What is a Hardship Loan Modification?
In Australia, there are laws that enable consumers to seek relief from financial distress after sustaining damages caused by a natural calamity. Through a hardship loan modification arrangement, a consumer who purchased items on finance like a car, can negotiate with the loan provider for a temporary pause on payments, or for a reduction of monthly payments
The purpose of a hardship loan modification is to workout an affordable finance that will make monthly loan payment less difficult for the borrower. That way, while going through financial difficulties and working toward improving a financially troubled condition, a borrower will have more time to settle his loan at reduced payments; instead of seeing his loan balloon with the addition of past due interest and penalty charges.

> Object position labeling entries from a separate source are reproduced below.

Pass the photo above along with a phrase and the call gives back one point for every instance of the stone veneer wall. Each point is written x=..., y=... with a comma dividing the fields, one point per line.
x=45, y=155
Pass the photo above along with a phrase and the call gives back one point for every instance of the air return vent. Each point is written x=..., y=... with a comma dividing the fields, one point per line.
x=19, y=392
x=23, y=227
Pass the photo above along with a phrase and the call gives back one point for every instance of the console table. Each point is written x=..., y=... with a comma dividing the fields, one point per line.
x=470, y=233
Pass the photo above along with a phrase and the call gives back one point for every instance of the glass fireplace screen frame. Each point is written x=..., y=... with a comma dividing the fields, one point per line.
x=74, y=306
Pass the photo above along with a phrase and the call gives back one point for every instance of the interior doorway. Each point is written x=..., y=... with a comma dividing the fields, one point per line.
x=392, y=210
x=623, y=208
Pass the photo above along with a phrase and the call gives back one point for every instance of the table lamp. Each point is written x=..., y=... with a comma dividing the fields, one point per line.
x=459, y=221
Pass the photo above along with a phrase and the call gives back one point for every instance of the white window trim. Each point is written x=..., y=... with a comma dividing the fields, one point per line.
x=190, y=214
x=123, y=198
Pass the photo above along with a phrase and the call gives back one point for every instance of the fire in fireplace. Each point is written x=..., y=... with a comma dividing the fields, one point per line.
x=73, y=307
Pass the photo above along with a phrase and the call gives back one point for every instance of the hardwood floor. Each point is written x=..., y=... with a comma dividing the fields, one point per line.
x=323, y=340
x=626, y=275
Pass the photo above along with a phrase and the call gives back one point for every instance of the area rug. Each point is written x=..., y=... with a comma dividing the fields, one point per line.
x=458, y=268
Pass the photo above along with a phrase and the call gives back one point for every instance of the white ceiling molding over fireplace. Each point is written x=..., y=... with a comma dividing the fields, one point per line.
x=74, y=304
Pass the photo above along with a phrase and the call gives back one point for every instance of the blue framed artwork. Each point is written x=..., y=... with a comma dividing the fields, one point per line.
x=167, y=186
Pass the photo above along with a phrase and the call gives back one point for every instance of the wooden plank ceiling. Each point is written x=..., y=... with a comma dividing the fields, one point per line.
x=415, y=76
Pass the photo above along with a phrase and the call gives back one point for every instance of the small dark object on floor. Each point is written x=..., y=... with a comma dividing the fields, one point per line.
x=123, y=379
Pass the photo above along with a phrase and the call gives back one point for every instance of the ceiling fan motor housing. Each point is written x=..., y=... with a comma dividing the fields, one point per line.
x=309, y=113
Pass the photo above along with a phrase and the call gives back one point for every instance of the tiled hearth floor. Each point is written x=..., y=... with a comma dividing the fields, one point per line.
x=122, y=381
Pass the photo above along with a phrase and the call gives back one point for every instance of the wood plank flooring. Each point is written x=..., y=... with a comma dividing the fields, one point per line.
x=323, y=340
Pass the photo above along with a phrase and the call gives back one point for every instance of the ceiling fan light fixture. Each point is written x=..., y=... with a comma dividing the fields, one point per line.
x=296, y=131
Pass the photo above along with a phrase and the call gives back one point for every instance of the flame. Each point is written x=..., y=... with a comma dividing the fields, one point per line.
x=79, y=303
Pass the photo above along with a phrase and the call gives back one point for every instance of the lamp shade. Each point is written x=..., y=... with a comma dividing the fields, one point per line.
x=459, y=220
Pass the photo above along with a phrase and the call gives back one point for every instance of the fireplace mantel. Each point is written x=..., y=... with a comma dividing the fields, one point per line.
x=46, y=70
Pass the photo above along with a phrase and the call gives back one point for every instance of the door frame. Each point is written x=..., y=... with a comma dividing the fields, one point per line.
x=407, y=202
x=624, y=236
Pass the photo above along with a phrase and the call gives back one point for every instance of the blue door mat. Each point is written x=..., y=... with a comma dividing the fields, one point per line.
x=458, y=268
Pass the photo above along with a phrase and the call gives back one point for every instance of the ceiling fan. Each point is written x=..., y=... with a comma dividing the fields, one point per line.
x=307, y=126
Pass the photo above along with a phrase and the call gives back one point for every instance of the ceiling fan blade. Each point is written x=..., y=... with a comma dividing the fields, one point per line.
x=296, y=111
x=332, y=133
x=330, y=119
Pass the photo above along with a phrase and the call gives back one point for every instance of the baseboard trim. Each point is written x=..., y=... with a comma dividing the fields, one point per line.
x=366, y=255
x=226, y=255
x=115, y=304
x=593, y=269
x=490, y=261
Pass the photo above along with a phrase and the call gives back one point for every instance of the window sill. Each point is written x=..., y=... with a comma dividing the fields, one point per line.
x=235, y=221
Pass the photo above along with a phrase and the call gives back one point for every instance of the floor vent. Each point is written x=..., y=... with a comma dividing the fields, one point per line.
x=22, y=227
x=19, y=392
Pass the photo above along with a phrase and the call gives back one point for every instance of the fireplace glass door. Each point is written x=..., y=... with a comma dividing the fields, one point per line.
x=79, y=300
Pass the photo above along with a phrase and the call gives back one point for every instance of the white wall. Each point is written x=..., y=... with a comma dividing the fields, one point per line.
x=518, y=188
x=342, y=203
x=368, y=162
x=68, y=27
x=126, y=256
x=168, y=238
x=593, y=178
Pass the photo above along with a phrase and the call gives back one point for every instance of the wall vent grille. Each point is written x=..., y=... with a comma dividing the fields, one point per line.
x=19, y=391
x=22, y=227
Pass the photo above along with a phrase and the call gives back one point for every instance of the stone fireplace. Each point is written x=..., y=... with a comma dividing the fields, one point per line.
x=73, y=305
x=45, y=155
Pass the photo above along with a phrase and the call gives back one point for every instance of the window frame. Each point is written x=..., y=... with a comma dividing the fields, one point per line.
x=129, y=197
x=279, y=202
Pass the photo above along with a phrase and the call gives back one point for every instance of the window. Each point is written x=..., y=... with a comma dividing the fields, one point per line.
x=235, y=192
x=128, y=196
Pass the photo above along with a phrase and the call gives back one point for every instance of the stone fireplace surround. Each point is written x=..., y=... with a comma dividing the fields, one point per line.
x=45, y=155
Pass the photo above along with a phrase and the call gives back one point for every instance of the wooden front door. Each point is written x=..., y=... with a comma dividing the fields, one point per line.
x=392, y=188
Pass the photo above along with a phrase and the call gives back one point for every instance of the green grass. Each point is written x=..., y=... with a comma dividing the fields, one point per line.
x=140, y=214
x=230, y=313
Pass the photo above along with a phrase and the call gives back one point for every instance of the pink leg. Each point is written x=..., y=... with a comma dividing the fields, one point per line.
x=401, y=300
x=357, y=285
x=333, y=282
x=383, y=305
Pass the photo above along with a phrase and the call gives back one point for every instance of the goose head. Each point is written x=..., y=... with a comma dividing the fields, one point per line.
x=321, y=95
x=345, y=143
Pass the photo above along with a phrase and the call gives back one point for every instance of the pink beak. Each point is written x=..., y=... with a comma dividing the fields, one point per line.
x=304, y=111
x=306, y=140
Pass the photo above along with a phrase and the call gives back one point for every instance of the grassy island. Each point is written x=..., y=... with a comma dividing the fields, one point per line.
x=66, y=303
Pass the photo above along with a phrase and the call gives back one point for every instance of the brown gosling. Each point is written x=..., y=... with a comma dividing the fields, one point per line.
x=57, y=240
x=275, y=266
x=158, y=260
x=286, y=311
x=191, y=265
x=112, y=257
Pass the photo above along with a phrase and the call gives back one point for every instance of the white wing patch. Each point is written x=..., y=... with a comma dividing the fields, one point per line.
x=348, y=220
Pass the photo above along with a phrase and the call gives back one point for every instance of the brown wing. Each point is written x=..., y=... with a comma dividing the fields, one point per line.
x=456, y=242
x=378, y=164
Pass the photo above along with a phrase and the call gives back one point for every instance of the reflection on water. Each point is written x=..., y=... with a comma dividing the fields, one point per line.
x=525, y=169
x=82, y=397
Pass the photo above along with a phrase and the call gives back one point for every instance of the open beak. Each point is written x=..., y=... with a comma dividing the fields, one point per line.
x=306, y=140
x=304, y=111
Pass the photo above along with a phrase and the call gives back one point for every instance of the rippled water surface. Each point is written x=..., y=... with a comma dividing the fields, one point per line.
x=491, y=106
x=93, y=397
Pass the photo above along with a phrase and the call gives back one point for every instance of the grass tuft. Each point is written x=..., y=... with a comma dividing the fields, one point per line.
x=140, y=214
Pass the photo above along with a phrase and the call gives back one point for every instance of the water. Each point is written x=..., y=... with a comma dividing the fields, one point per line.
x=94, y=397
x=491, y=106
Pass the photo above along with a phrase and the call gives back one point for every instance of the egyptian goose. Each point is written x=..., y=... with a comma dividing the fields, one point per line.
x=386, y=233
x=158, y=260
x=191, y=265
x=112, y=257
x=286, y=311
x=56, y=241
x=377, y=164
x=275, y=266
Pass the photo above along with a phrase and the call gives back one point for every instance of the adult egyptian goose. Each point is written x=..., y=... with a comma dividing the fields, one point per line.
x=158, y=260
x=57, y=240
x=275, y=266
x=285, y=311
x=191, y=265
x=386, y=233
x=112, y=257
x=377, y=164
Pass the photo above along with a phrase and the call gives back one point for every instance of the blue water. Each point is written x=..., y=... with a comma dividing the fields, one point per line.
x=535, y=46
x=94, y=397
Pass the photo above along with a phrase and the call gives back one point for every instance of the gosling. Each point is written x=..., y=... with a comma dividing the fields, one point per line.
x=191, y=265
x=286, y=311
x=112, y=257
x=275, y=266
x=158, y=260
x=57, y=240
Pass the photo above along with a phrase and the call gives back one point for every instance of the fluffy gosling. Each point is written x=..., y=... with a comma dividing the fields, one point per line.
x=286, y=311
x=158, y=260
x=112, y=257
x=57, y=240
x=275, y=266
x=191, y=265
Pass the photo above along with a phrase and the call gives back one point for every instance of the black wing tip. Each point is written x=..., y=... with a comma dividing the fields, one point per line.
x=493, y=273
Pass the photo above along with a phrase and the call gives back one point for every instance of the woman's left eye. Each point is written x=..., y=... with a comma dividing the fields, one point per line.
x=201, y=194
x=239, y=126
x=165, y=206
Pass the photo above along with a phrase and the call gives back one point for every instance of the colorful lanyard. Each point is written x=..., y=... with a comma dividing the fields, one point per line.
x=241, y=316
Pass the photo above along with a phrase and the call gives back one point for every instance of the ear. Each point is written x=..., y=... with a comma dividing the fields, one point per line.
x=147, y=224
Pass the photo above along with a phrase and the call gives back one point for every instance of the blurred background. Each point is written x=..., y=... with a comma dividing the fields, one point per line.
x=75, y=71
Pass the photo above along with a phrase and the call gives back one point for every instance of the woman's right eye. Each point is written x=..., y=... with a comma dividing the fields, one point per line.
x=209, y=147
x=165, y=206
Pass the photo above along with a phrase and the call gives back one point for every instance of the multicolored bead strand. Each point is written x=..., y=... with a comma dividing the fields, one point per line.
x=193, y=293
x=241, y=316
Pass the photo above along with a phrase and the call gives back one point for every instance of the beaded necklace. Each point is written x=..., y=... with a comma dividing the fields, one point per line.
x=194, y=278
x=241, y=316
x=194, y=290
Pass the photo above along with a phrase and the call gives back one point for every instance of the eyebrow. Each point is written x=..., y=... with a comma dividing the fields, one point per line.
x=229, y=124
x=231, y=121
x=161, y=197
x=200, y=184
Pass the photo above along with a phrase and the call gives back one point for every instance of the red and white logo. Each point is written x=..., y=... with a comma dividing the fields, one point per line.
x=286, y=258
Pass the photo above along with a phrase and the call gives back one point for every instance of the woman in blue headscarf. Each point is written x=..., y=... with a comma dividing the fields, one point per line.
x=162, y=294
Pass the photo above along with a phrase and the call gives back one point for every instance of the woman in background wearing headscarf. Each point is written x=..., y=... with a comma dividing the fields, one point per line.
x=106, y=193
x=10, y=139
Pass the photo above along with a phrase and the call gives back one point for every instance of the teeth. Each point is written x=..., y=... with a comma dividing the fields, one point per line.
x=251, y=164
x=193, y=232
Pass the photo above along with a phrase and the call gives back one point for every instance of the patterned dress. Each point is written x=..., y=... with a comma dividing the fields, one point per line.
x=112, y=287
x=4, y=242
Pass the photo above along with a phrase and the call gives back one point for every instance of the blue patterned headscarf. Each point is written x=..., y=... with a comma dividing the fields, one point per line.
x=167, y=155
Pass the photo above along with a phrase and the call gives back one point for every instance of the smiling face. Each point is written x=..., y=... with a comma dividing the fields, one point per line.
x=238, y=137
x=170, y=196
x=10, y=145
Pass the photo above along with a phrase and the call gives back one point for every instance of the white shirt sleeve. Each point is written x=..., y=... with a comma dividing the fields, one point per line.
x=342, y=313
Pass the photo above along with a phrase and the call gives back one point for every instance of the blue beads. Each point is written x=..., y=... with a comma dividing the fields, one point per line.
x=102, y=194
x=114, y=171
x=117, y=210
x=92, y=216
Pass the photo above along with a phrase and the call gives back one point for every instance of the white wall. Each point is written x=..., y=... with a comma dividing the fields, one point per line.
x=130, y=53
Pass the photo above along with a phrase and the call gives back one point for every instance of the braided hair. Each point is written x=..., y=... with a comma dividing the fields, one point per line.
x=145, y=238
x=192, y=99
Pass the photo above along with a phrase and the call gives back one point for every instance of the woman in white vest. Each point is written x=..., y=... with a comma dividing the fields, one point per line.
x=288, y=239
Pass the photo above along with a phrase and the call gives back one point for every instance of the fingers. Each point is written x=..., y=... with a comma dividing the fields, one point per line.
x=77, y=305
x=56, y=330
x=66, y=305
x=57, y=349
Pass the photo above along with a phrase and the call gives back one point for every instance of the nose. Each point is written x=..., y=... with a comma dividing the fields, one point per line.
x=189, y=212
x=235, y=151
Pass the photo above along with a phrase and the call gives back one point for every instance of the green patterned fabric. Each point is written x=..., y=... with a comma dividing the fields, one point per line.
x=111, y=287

The National Credit Code and the National Consumer Protection Act of 2009 are examples of laws that empower Australian consumers to negotiate for a hardship variation of a car loan. Moreover there are industry codes that require lenders to work with borrowers seeking for a hardship variation on their car loan.
While lenders cannot refuse to consider an application for a hardship loan modification, they have their own set of standards for determining if a borrower qualifies for approval of such a request. In most cases, lenders require financial documentation as proof to determine if the borrower has real need to have his financial obligation modified.
Some Examples of Hardship Loan Modifications to Negotiate with a Lender
The National Loans Australian gives some examples of hardships loan modifications that a car loan borrower may negotiate with a lending institution. As these are only examples, a lender could offer other options aside from the following:
Extension of the loan term in order to reduce the monthly payments but only for a short duration; along with schedules for gradual increases at some future date until such time that the arrears have been paid.
Reducing the monthly payments without changing the term of the loan, but with larger payments due on some future dates until an up-to-date payment status is achieved.
Hardship Loan Modification is Not the Same as a Loan Refinance
National Loans Australia points out that a hardship loan modification is different from a loan refinancing deal.
A refinance can be negotiated with another lender in case a borrower is not amenable to the modifications offered. Besides, banks and financing institutions usually require partial payment of the principal and interests as part of a refinance scheme. That way, only the remaining balance will go forward under new terms and conditions and with reduced amounts of monthly payments.